The more complex the human groups become, the more important the institutional arrangements become, which impose costs and benefits for human action, leading to more or less satisfactory collective results, depending on the effectiveness of the institutions and their ability to adapt to change.
Law arose as an institutional arrangement to try to govern societies over the centuries. Composed of a body of norms sanctioned by the state, which is the entity that holds (ideally at least) the monopoly of the use of force, and regulates civil and economic life in numerous aspects, defining the space of freedom and control.
The emergence of an information society, with hundreds of millions of interactions taking place on a global scale, has introduced many new different problems that have burdened this arrangement.
Economic exchanges became dependent on a large number of intermediaries, financial institutions, credit operators, central banks to local governments and international treaties. The absence of a global State has prevented the consolidation of a law system capable of imposing the same regulations in an efficient, transparent and secure manner.
The very nature of exchanges in the internet world, with providers and companies vying for information in a silent war against people’s privacy, has made these interactions subject to all kinds of fraud, cheating and dilemmas of trust.
Since the beginning of the Blockchain revolution in mid-2008, countless people around the world have sought to explore new forms of interaction without the need for intermediaries to ensure transactions and overcome dilemmas of trust.
In this model of governance of human relations, it is no longer the law, but the architecture that has gained ever more importance in the scenario. Architecture means the hardware or software arrangement in which the network is inscribed. With blockchain, the actors on the network assume that all information is immutable and that the system is sovereign to define how much values each portfolio holds based on the code that was agreed between the parties. To use the expression by Lawrence Lessig, which is already famous, Code is Law, in cyberspace.
Therefore, with blockchain, the idea of Smart Contracts has acquired an unprecedented meaning.
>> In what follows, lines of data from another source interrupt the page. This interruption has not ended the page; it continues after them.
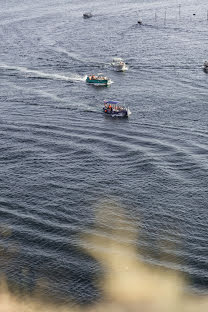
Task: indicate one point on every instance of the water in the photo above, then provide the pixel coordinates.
(60, 157)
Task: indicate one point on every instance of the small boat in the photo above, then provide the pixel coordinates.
(114, 109)
(119, 64)
(87, 15)
(98, 80)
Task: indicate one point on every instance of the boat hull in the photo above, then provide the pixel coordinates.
(117, 114)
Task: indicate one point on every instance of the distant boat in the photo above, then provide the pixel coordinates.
(118, 64)
(98, 80)
(87, 15)
(114, 109)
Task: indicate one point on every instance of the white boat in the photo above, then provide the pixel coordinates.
(114, 109)
(118, 64)
(87, 15)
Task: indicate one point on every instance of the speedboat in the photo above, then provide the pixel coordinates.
(118, 64)
(87, 15)
(98, 80)
(114, 109)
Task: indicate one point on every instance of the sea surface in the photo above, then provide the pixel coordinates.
(62, 160)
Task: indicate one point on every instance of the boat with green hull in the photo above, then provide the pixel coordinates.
(98, 80)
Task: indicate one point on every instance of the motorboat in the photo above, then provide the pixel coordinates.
(87, 15)
(114, 109)
(98, 80)
(118, 64)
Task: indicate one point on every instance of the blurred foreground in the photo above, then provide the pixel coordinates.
(128, 284)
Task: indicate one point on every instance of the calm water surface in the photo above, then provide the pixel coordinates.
(60, 157)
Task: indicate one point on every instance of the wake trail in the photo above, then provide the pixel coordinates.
(39, 74)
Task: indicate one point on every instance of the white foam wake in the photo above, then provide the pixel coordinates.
(40, 74)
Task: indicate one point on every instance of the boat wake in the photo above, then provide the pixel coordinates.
(31, 73)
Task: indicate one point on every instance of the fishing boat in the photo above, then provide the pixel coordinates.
(118, 64)
(98, 80)
(114, 109)
(87, 15)
(205, 65)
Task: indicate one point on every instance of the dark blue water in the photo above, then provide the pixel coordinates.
(61, 158)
Originally, contractual clauses such as barriers, guarantees and boundaries for property rights were thought that could be incorporated into hardware and software in such a way as to impose onerous costs for their non-compliance that do not depend on the human performance of an agent acting as a third party in the relationship. However, with the possibility of developing a public blockchain, the guarantee of compliance with these conditions has been transferred to all users of the network, which is now governed by a self-impulsive material mechanism, intrinsic to the distributed existence of the smart contract on the blockchain.
Thus, it is no longer the rules or laws that bind individuals, but objective codes with clear purpose, completely cold as to the status, influence, social situation or any attribute of the parties involved. This approach combines cryptography and cryptoeconomics for the structuring of decentralized and robust peer-to-peer networks, which thrive over time, and are immune to interpretations and interests. What is code actually happens.
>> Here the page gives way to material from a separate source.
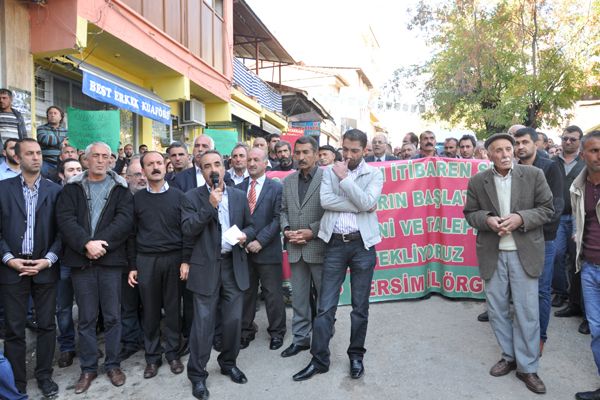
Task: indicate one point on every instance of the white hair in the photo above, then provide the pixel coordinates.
(211, 142)
(88, 149)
We are talking here about an institutional arrangement that is potentially far more effective than the law itself, subject to interpretations, interests, corruption and high-handedness. It is not yet possible to know how this code-structured world will look like. Considering that Roman law is one of the bases of Western civilization as we know it today, it would not be frivolous to say that we are facing the first signs of the birth of a new era that none of us could ever conceive a little more than a decade ago.
That future may be closer than you think. In some societies, projects such as Open Law have already been accepted as official instances for validation of legal contracts in blockchain. The great shift is already underway. The question now is who is going to step up and who is going to be left behind.